There were 9,742 individuals with incident MI and 38,947 with incident diabetes. Before the index event, patients who subsequently developed diabetes had greater antihypertensive and lipid-lowering drug utilization than patients who subsequently had an MI (Fig. 1). Following the event, antihypertensive drug utilization rose to 96% of individuals with incident MI compared with 75% of those with incident diabetes, while lipid-lowering drug utilization rose to 70 vs. 41%, respectively. These changes in utilization for both drug classes were significantly different between cohorts (P < 0.01) and remained different through all subsequent time intervals (P < 0.01).

Although patients with MIs and with diabetes are at similarly high risk for mortality, utilization of medications to control hypertension and dyslipidemia increased more dramatically following incident MI than following incident diabetes. This difference persisted, although it narrowed over subsequent time intervals.

Several possible explanations can be postulated. The two conditions may be perceived differently: An MI may be viewed as an acute life-changing event, whereas diabetes may be seen as a manageable chronic disease. Since coronary disease risk reduction may have greater relevance for patients who have undergone a coronary event, MI patients and their physicians may be more motivated to initiate and adhere to risk reduction (13). Furthermore, in-hospital MI care is often driven by pathways that may improve prescribing practices (14,15), while diabetes care is usually delivered in the less-structured ambulatory setting. Finally, ongoing acute management issues in diabetes (like glycemic control) may distract patients and physicians from addressing longer-term risk reduction (16).

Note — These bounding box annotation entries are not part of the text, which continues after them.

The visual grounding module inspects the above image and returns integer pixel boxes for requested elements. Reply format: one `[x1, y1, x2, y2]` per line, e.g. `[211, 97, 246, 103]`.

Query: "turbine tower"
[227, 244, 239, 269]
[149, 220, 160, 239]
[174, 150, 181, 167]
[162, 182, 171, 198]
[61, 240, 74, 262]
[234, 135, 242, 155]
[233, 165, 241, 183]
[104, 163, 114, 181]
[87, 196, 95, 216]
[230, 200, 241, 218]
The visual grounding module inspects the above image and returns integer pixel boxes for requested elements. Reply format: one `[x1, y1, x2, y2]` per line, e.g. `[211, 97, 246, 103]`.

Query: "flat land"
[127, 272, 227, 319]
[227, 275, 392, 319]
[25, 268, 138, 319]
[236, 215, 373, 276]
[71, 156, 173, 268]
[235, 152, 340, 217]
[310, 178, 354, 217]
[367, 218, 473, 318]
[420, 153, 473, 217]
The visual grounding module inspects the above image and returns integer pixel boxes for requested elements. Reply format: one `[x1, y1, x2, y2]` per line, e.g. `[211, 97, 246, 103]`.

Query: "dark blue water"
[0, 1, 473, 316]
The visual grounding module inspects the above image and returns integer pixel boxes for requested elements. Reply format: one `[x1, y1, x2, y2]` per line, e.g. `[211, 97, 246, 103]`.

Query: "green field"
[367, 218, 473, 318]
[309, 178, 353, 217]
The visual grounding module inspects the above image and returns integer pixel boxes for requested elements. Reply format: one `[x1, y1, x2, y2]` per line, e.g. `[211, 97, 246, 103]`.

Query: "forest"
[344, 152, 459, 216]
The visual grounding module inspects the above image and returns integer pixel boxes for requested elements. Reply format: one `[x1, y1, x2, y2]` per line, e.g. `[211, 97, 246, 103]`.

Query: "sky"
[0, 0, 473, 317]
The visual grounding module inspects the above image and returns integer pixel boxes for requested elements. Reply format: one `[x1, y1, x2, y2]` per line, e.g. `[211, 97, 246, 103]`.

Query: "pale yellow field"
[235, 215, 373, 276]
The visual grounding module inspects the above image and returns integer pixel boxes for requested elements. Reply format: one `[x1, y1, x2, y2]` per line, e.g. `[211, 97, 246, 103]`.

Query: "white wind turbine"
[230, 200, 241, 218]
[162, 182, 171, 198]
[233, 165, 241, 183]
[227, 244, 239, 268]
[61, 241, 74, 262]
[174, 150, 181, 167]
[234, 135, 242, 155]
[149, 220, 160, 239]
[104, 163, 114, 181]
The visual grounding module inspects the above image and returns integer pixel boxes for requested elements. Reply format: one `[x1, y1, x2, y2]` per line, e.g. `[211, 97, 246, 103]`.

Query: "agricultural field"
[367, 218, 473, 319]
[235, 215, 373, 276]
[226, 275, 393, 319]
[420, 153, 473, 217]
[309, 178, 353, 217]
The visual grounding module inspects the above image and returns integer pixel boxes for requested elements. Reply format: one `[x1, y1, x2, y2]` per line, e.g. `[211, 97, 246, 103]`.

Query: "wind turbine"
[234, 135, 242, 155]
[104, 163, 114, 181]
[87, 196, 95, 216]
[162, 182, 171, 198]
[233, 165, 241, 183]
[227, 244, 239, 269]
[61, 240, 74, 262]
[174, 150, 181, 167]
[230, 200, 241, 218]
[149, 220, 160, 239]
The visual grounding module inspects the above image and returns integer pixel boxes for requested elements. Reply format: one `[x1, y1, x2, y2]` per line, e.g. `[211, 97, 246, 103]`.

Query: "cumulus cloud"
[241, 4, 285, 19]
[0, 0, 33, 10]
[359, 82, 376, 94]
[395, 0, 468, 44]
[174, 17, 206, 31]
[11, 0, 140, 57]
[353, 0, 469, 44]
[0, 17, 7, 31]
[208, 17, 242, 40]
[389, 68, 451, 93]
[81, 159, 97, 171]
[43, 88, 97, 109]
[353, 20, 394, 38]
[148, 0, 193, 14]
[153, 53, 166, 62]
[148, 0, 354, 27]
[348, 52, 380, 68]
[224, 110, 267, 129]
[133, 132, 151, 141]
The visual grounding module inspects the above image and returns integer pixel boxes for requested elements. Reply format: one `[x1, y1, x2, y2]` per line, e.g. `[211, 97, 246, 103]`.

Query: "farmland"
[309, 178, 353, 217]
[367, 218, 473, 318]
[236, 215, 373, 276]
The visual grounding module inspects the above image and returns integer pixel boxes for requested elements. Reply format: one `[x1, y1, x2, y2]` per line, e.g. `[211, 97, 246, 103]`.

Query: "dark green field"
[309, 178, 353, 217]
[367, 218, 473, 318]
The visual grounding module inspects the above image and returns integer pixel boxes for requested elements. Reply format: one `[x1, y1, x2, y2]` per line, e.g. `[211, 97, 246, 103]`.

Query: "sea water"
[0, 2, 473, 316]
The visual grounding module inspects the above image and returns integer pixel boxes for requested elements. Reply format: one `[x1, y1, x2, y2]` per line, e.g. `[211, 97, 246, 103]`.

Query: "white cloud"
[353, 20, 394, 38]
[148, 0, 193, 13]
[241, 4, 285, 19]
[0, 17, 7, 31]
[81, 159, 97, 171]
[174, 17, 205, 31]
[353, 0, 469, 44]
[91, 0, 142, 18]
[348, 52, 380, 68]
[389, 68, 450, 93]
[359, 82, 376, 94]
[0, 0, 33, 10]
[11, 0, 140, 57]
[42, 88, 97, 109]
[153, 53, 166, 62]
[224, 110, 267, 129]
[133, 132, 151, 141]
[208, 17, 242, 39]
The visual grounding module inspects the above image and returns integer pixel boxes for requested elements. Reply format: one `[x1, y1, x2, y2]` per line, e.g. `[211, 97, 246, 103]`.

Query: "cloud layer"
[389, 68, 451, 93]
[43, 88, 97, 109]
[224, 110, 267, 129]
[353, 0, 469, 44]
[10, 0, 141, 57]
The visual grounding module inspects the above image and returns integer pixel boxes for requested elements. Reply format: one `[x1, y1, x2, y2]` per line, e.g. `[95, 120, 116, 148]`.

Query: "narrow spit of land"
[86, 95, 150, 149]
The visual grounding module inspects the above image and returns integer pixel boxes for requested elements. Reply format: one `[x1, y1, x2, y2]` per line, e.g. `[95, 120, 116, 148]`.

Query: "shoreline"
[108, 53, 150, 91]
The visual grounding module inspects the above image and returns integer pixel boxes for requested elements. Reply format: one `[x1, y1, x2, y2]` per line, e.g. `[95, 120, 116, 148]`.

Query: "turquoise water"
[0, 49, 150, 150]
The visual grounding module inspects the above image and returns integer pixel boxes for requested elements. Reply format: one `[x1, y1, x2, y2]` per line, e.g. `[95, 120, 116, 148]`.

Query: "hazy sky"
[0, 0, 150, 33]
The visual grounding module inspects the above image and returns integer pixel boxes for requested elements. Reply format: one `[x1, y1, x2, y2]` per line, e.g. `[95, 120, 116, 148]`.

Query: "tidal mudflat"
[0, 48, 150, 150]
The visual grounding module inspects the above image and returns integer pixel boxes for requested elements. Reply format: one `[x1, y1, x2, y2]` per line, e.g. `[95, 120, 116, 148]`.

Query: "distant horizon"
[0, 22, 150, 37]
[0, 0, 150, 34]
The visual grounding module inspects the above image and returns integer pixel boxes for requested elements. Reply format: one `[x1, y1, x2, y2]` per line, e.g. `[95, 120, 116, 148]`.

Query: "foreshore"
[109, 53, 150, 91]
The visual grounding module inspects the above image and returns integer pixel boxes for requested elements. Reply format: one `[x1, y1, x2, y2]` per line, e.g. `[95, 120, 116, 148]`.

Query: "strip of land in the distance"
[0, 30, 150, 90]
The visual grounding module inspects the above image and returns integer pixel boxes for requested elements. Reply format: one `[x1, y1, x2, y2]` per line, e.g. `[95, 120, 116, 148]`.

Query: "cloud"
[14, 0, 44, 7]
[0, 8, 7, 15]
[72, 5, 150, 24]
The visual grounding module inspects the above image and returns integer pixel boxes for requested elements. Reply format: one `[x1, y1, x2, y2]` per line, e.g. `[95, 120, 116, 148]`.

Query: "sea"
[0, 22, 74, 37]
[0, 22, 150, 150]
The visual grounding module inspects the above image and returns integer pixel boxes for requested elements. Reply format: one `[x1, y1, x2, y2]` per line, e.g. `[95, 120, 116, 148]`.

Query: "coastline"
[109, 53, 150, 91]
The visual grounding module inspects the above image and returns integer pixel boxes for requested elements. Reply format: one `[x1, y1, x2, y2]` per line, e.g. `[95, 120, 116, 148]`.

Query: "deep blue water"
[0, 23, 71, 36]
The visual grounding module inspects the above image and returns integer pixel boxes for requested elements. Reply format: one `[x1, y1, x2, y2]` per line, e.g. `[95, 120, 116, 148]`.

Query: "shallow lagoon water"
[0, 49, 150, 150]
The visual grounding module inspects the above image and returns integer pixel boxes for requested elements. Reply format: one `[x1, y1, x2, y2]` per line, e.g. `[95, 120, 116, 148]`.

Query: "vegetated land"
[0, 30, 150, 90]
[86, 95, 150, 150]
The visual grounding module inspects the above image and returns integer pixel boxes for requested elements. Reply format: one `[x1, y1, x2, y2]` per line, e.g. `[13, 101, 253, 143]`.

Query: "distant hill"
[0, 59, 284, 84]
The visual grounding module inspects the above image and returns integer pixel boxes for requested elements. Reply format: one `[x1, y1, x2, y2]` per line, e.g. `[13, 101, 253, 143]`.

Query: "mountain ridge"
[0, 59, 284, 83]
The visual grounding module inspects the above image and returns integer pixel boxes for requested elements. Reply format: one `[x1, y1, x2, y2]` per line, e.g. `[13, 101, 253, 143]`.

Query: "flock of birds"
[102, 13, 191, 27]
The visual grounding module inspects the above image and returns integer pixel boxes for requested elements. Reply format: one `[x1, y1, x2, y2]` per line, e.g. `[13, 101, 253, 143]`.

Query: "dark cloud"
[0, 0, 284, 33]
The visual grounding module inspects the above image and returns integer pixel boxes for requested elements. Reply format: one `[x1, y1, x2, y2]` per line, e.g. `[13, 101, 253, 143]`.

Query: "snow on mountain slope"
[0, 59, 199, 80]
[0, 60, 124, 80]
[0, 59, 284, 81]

Other studies have also demonstrated that utilization of cardiovascular therapies in actual clinical practice is not proportional to future risk. For example, lower-risk patients with an acute MI were more likely to receive primary angioplasty (17). Other studies (18–20) have shown that the use of aspirin and statins in the ambulatory setting is associated with predictors of better prognosis. Seniors, who are at particularly high risk following an MI, are less likely to receive thrombolytics, cardiac catheterization, or statins (20–23).

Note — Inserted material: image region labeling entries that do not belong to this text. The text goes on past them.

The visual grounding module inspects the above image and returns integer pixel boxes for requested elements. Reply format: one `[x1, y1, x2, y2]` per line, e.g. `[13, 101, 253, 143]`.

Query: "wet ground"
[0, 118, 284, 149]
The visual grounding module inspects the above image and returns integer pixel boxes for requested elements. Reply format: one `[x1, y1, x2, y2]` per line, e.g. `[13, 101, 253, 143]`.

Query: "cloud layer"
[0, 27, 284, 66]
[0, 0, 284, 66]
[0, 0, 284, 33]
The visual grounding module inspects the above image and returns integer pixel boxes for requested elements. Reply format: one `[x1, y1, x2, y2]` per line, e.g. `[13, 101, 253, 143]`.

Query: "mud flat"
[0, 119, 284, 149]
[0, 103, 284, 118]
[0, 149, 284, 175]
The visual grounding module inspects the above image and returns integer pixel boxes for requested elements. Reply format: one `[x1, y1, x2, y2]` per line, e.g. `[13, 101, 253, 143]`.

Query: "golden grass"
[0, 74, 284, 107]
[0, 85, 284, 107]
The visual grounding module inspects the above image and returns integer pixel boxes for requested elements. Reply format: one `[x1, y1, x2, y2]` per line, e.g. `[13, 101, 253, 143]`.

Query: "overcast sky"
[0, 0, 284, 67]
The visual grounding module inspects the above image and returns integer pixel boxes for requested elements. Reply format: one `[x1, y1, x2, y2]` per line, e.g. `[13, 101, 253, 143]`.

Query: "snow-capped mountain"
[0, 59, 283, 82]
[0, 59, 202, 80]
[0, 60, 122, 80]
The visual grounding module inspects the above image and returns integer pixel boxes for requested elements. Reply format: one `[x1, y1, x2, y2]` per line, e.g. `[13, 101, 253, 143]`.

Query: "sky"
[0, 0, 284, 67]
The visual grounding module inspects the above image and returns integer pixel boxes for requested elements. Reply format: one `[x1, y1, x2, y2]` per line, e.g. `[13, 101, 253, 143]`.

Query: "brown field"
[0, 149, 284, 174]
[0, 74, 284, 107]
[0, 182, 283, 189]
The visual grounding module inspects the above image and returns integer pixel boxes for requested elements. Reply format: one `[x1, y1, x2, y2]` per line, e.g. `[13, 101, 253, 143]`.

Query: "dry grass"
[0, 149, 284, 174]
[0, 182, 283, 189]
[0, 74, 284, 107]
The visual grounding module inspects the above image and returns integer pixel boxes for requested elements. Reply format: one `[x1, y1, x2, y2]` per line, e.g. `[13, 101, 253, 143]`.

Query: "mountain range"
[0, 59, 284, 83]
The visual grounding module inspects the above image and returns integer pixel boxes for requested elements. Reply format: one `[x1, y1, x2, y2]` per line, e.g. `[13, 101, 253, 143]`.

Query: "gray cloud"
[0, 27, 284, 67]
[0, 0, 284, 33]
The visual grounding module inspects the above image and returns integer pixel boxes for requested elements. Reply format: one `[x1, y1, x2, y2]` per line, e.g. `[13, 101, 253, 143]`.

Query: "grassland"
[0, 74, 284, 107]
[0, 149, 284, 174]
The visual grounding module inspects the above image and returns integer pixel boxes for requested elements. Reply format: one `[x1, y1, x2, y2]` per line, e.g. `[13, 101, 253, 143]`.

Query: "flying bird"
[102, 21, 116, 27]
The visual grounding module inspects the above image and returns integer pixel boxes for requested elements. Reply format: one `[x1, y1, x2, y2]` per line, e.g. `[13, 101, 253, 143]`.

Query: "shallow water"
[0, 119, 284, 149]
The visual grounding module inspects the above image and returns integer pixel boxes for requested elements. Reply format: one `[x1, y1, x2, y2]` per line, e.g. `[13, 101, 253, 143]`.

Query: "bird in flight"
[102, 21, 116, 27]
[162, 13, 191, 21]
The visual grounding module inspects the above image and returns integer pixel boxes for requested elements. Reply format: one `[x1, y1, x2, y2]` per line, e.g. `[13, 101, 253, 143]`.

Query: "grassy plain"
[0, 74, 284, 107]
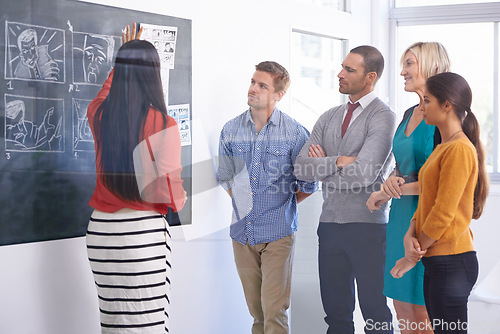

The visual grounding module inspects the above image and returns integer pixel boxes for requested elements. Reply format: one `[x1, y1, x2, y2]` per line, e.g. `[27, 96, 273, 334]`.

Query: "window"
[395, 0, 498, 7]
[289, 30, 347, 130]
[391, 0, 500, 180]
[294, 0, 350, 12]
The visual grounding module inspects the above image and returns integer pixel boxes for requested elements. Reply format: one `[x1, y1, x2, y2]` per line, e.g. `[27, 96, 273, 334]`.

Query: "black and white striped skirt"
[87, 209, 171, 334]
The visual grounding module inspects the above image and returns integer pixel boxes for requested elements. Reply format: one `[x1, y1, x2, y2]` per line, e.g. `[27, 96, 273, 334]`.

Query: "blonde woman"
[367, 42, 450, 334]
[391, 72, 488, 334]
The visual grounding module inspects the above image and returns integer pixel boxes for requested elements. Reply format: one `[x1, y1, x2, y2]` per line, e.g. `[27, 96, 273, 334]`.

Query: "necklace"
[443, 130, 463, 144]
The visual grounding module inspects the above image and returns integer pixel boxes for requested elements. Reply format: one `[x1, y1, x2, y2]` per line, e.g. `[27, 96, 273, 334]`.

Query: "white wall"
[0, 0, 500, 334]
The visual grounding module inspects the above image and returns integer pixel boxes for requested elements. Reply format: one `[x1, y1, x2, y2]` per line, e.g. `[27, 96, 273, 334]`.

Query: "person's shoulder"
[222, 110, 248, 132]
[278, 110, 309, 136]
[442, 138, 477, 156]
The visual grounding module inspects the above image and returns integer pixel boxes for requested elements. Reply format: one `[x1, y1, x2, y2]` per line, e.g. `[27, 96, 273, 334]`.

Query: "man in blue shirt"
[218, 61, 317, 334]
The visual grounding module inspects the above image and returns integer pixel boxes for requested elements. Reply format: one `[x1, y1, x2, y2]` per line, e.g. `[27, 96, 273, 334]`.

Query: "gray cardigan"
[294, 98, 396, 224]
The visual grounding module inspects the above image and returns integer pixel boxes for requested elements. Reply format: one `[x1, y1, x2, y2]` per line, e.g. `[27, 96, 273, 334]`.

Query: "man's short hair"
[351, 45, 384, 84]
[17, 29, 38, 50]
[255, 61, 290, 93]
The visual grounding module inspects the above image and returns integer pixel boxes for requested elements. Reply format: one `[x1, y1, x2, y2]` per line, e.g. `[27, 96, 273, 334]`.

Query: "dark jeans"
[422, 252, 479, 334]
[318, 223, 393, 334]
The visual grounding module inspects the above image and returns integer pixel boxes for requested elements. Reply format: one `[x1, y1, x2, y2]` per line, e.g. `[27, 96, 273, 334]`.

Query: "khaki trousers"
[233, 233, 295, 334]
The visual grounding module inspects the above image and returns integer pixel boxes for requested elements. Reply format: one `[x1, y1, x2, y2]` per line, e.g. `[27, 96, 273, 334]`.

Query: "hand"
[337, 155, 357, 169]
[384, 175, 405, 199]
[43, 60, 59, 81]
[122, 22, 144, 43]
[307, 144, 326, 158]
[366, 189, 391, 212]
[391, 257, 418, 278]
[403, 235, 427, 262]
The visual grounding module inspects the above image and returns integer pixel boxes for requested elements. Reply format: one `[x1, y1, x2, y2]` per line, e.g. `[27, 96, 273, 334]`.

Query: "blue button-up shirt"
[217, 108, 318, 245]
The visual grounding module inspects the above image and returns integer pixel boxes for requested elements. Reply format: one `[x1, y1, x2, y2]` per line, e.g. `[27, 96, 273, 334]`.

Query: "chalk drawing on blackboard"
[4, 21, 65, 83]
[72, 32, 115, 86]
[4, 94, 64, 152]
[73, 99, 94, 152]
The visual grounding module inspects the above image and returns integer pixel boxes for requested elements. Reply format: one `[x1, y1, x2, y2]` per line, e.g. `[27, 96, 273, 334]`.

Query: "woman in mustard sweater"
[391, 72, 488, 334]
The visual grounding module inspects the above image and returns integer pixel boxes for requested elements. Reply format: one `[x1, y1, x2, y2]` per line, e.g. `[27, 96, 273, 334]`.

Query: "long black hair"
[426, 72, 489, 219]
[94, 39, 167, 202]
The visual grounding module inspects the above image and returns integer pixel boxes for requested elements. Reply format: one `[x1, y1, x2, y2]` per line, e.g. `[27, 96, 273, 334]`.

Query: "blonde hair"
[401, 42, 450, 80]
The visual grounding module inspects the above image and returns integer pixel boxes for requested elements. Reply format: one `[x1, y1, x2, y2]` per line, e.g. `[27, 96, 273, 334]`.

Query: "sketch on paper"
[72, 32, 115, 85]
[73, 99, 94, 152]
[167, 104, 191, 146]
[4, 94, 64, 152]
[141, 23, 177, 69]
[4, 21, 65, 83]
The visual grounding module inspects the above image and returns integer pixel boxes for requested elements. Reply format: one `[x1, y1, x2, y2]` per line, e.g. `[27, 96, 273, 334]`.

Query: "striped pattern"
[87, 209, 171, 334]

An important limitation of the study is that we did not have patients’ actual blood pressure and lipid measurements, so we could not assess the appropriateness of therapy. However, antihypertensive and lipid-lowering drug utilization before the index event (when all patients were free of both MI and diabetes) was greater among patients who went on to develop diabetes than among those who subsequently had an MI, suggesting that, to begin with, their blood pressure and lipid levels were actually higher. Since treatment targets after the diagnosis of diabetes are at least as aggressive as targets after an MI, any potential differences in the unmeasured clinical variables would, if anything, bias the results in the opposite direction to the observed findings.

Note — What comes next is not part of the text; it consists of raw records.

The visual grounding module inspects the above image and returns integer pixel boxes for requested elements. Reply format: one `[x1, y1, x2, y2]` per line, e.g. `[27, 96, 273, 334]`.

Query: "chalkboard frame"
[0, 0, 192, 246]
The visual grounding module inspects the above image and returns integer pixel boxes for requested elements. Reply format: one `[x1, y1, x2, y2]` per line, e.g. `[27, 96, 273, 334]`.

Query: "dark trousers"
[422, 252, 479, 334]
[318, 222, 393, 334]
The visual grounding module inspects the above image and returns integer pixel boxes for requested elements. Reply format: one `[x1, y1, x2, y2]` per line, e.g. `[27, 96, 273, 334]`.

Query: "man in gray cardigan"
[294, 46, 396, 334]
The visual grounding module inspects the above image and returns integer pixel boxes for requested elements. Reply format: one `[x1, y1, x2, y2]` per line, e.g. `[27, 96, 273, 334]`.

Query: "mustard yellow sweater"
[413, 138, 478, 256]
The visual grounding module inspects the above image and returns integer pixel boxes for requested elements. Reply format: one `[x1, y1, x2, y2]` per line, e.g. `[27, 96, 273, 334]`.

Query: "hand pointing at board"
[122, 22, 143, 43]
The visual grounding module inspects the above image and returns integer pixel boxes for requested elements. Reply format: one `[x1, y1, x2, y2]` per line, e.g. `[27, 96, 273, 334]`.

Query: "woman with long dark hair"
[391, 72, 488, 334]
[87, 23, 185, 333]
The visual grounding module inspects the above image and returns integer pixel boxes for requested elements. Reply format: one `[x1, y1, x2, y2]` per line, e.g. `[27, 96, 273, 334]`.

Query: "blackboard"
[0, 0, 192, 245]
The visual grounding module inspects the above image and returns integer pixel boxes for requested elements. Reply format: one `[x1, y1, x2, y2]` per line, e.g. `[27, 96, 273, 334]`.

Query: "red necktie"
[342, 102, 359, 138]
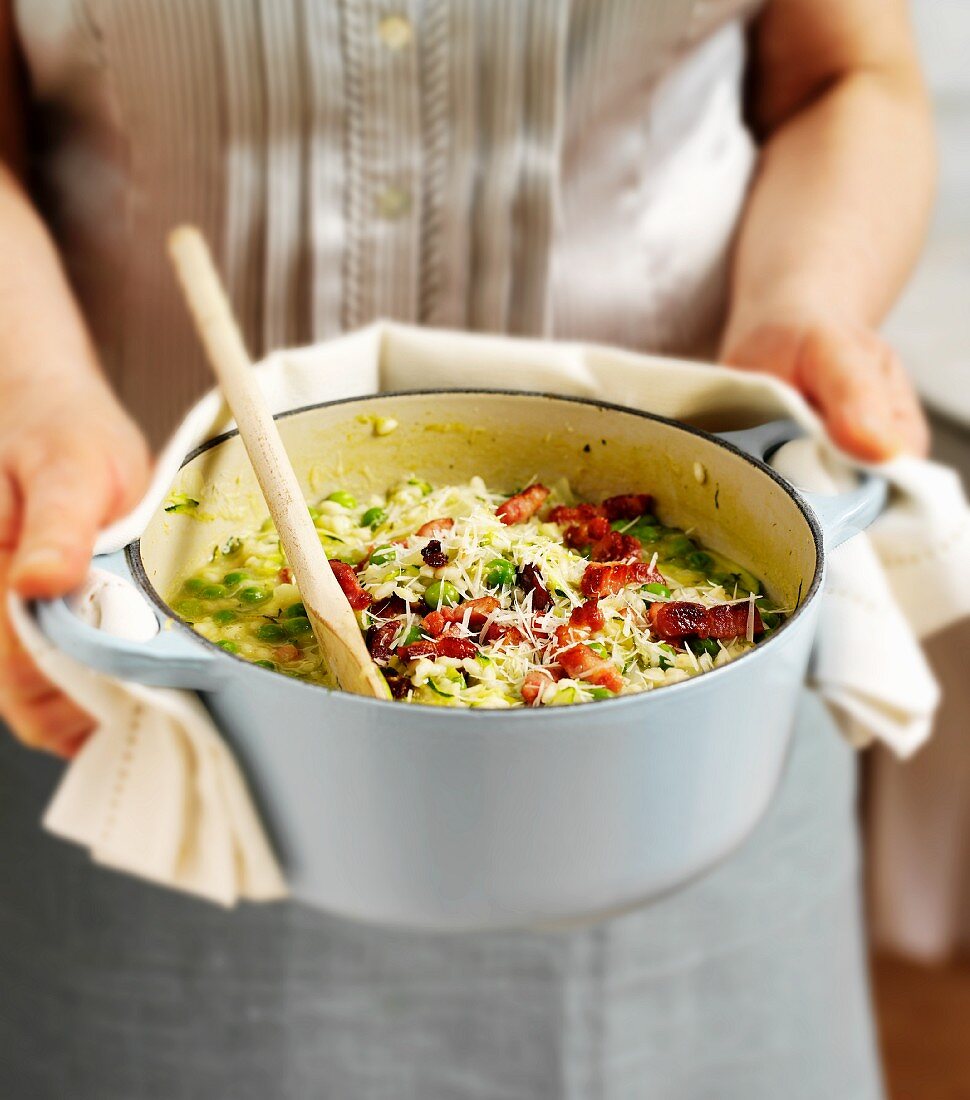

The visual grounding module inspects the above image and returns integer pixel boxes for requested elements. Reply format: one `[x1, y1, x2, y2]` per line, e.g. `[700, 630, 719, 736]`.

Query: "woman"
[0, 0, 933, 1100]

The use of coronary disease risk-modifying medications by individuals with incident diabetes is reduced compared with those with incident MI, despite having similar or stricter blood pressure and lipid targets. In clinical practice, diabetes is not treated as a coronary artery disease risk equivalent. The undertreatment of coronary risk factors for diabetic patients is an important gap in the quality of care of these high-risk patients.

The Canadian Institutes of Health Research supports B.R.S as a Clinician Scientist.